From Bugzilla Helper: User-Agent: Mozilla/4.0 (compatible; MSIE 6.0; Windows NT 5.1) Description of problem: The following example, taken directly from the netfilter extensions HOWTO (http://www.netfilter.org/documentation/HOWTO/netfilter-extensions-HOWTO.html) produces an error and doesn't work: iptables -t mangle -A OUTPUT -j TTL --ttl-set 126 Version-Release number of selected component (if applicable): iptables-1.2.7a How reproducible: Always Steps to Reproduce: 1. log in as root 2. do a 'iptables -t mangle -A OUTPUT -j TTL --ttl-set 126' 3. observe the error :-) Actual Results: The following error is displayed on screen: iptables: No chain/target/match by that name Additional info: I meant to use this on my firewall as a way to reduce the possibilities to do OS-fingerprinting on it.

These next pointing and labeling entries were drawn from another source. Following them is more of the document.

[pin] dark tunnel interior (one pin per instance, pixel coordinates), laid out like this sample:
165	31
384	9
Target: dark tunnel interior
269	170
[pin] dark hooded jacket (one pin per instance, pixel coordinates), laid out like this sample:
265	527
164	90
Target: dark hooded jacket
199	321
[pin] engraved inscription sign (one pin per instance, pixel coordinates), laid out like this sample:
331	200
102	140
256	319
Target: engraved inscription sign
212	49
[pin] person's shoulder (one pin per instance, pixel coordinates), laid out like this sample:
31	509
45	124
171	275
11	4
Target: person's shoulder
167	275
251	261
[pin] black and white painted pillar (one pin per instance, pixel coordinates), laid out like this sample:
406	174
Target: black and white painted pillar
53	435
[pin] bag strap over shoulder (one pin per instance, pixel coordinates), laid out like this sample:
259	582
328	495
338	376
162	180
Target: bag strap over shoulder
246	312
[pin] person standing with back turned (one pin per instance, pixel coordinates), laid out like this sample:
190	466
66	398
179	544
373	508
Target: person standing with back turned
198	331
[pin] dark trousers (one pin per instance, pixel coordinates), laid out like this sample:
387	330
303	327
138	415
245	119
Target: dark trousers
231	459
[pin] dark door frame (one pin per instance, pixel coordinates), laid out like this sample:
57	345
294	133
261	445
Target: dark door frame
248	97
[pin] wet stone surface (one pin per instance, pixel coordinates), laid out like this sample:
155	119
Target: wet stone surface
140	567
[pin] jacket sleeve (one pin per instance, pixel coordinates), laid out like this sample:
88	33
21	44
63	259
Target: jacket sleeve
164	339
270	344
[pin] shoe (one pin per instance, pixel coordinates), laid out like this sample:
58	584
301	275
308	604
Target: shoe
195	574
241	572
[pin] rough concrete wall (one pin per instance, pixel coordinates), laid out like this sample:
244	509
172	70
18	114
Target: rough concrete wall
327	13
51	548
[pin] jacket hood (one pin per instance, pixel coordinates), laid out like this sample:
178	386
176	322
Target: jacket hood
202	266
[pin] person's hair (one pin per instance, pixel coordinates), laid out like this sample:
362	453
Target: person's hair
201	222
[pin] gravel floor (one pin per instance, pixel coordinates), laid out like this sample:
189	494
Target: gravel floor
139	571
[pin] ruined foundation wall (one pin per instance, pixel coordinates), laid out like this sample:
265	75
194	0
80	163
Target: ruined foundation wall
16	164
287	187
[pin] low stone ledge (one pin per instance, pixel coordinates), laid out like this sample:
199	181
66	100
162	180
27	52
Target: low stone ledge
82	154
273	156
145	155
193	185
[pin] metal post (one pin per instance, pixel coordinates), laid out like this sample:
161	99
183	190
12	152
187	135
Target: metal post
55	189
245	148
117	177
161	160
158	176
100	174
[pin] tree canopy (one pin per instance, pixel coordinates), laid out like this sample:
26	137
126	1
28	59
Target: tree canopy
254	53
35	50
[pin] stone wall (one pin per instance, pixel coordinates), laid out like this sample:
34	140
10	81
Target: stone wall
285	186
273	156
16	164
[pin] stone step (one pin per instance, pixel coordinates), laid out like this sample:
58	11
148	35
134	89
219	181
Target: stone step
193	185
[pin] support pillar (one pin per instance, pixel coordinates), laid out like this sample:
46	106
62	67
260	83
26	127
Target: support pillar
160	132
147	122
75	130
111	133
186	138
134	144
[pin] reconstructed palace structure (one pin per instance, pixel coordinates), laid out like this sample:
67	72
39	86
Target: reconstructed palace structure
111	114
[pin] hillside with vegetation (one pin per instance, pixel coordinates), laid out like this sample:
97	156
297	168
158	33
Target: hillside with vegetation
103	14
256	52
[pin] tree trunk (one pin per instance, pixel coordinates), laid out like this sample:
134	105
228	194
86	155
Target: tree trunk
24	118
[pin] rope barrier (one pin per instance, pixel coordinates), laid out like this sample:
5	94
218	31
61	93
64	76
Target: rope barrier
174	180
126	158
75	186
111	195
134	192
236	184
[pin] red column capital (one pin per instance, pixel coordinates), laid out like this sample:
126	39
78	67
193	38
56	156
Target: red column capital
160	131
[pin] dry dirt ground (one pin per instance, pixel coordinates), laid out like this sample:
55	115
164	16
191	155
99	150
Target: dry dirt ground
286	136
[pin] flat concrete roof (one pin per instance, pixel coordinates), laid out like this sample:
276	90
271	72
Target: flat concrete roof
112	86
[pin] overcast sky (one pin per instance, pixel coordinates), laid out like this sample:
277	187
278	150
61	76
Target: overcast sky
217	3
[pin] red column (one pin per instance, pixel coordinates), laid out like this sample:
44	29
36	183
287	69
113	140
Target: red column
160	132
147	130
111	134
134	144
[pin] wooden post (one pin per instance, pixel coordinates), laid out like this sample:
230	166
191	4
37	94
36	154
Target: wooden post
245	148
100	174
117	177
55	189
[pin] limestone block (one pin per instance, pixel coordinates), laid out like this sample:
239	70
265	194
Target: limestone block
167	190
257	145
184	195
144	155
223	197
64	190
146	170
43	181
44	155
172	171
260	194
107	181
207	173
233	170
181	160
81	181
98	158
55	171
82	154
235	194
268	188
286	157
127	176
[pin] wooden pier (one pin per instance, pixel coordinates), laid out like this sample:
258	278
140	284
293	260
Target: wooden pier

Looks like an upstream bug. The netfilter TTL target requires the TTL.patch from netfilter patch-o-matic, which has not been integrated within the 2.4 Linux kernel yet. Upon building the netfilter userspace tools, it is not checked whether the TTL target is supported at kernel level. The TTL target is not in the manual page either. The fix for Red Hat's iptables package would be to remove the TTL userspace extension modules in the spec file: rm -f %{buildroot}/%{_lib}/iptables/libipt_TTL.so
Well, I'd rather see this option implemented properly than being removed altogether. But if it's removed, then deleting libipt_TTL.so wouldn't suffice, because it's mentioned in other places as well, for example in the command- line help of iptables: #iptables -j TTL --help <generic output removed> TTL target v1.2.7a options --ttl-set value Set TTL to <value> --ttl-dec value Decrement TTL by <value> --ttl-inc value Increment TTL by <value>
Remove /lib/iptables/libipt_TTL.so and try again. You won't see that help text again.
Fixed in rawhide: kernel 2.6 is supporting ipt_ttl.